They are guilty of blinding by the glint of nickels and a varying spectrum of complicity. The team includes:
- A. Raja, the former communications minister enjoined with public responsibility to allot the spectrum without making it a conduit for his party and person.
- The Department of Telecom (DoT), which isn't supposed to be a backroom den for crony capitalism, but reduced itself to dhobi marking a rapacious minister's decisions.
- The Telecom Regulatory Authority of India (TRAI) which has made amnesia a habit, forgetting that it has the mandate to confront the DoT and behave less and less like an organ of the executive.
- The Prime Minister's Office and the finance ministry who had a Kiplingesque duty to keep their head when all about them are losing theirs.

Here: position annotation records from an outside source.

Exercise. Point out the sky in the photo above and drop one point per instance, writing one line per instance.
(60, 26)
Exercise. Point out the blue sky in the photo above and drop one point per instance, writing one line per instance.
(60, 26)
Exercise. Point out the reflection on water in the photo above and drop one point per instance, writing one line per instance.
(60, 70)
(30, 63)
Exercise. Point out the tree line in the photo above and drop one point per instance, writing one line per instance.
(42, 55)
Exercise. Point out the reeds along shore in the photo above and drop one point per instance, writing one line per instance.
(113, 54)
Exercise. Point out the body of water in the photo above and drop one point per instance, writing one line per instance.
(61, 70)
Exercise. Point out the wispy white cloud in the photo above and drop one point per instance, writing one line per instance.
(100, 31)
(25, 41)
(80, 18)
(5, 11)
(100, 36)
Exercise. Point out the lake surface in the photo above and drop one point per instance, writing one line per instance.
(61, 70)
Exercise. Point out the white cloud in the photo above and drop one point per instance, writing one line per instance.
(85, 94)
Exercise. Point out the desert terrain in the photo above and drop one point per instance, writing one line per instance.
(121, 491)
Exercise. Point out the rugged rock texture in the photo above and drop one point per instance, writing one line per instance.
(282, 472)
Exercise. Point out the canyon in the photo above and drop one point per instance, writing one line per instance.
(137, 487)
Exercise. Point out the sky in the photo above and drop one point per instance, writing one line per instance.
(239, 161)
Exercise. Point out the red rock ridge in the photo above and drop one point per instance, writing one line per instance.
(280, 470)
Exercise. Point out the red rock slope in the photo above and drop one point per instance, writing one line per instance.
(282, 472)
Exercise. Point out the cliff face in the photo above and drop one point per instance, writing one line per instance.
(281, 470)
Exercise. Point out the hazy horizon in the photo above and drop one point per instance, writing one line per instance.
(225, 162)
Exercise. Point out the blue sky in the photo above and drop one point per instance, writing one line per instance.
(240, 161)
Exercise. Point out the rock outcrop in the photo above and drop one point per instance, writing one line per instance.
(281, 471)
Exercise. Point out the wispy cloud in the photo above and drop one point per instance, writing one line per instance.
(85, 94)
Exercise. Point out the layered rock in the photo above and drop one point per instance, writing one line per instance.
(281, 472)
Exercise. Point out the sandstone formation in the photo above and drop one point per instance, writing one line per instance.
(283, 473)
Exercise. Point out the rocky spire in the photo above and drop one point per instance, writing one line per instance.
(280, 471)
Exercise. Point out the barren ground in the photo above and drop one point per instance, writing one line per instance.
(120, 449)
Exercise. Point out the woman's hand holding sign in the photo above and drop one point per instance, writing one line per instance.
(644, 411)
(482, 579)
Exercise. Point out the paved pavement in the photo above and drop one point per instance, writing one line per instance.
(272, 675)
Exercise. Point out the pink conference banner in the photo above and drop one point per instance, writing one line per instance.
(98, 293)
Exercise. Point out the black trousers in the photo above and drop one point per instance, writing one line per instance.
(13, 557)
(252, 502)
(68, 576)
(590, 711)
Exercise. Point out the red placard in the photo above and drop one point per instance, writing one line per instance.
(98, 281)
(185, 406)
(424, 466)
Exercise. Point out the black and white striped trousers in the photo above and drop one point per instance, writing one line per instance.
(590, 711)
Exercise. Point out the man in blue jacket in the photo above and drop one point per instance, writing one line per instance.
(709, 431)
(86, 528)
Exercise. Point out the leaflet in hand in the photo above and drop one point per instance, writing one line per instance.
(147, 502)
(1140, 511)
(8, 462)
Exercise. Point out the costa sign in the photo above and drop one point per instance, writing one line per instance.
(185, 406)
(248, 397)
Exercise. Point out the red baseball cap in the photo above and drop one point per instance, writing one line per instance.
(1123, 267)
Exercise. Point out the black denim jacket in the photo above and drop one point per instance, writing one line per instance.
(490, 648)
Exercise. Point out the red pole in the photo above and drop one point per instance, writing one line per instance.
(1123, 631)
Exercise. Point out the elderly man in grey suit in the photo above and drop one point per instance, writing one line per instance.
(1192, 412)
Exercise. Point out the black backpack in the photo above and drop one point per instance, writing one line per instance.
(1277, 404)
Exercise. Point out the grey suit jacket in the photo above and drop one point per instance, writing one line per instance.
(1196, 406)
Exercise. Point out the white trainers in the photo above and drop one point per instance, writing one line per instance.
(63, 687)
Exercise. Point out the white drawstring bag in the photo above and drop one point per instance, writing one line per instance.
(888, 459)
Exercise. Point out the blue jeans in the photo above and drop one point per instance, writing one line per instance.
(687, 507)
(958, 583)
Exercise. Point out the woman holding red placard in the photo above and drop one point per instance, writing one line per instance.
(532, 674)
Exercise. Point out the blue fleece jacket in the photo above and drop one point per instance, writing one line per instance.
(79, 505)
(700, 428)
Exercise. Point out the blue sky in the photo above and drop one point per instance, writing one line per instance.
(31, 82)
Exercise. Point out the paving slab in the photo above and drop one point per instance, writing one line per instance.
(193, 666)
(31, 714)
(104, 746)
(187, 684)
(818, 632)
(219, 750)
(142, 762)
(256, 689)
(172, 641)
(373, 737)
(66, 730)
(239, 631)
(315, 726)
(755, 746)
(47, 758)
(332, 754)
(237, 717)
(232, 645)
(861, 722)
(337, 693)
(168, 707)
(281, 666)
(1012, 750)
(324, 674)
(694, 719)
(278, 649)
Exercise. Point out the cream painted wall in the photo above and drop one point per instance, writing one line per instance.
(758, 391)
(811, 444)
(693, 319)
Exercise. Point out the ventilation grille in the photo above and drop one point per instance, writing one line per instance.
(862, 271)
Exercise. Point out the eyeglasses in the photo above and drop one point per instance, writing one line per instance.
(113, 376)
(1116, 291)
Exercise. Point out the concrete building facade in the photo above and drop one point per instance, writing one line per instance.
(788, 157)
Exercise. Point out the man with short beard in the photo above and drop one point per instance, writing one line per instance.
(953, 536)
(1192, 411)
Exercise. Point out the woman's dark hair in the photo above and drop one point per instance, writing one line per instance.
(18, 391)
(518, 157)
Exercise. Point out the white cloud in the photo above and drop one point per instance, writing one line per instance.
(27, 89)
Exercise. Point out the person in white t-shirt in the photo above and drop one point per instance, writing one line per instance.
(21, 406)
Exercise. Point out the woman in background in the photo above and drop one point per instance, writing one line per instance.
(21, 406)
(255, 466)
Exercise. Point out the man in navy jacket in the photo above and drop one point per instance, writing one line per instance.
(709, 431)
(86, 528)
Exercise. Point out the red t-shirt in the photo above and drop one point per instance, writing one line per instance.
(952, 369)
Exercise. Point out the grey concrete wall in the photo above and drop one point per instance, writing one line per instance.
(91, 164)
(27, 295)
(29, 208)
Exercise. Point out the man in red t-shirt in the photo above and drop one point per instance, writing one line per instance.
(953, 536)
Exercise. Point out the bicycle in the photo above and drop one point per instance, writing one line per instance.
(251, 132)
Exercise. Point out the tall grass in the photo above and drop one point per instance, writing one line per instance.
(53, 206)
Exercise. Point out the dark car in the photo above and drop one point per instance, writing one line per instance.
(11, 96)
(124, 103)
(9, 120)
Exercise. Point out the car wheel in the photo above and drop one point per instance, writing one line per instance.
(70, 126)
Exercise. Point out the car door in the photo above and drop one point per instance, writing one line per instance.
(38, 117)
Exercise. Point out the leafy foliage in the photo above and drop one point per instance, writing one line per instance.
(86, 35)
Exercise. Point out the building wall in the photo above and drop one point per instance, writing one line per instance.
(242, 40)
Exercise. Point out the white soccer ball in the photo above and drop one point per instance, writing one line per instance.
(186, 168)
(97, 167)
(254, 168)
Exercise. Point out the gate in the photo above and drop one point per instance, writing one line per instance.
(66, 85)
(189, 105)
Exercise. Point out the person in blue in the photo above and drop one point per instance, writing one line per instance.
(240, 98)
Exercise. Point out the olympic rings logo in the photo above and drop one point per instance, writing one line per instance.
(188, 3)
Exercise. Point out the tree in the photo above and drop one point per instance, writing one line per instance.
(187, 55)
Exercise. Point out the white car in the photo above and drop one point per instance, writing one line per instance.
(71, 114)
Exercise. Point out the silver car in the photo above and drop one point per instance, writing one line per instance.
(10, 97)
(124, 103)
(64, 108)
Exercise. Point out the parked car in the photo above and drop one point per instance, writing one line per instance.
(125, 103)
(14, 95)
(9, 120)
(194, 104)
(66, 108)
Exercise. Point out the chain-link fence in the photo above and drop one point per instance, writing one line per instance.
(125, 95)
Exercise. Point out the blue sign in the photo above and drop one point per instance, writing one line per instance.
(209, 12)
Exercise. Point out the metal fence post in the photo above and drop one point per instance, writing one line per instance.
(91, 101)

- The raft of applicants, licensees, traders (those who replaced the original licensees), lawyers, and lenders.
- One could include here another actor, the Competition Commission of India, which in its wisdom neither intervened nor was asked to.
It is sad therefore that these honourable men and institutions had to be castigated like children by the apex court, the reluctant mahout of our story. It is sadder still that there seemed no alternative to all the 122 licences being cancelled, leaving open the primary question of mixing the wheat with the chaff, and consequent injustice to those who invested their money (and their bankers!) into India.
Let us also not forget the sad fate of consumers who subscribed to these new licensees in the hope of better service and lower rates and are now being seduced by irritating advertisements from incumbent players promising portability, the dubious nirvana.
This avoidable situation has led to predictable split. The cheer leaders for good governance are rejoicing, as they should. But more nuanced commentaries are right in pointing to the publicity nightmare that confronts India regarding predictability of our investment environment. Can the Indian sovereign be trusted?
The "mahout" has done his bit, which is to put a stop to a patent wrong-doing and then leaving it to the sectoral sherpa to draw a fresh auction within four months. This is a laudable deadline. The world will expect India to clean up years of mess within that timeframe.
The telecom regulator is already busy dropping hints it will need more time. Surely, it needs to build things from scratch. This includes rebuilding its own organization! But rather than whine, the regulator must see this as a god-sent opportunity to redeem itself.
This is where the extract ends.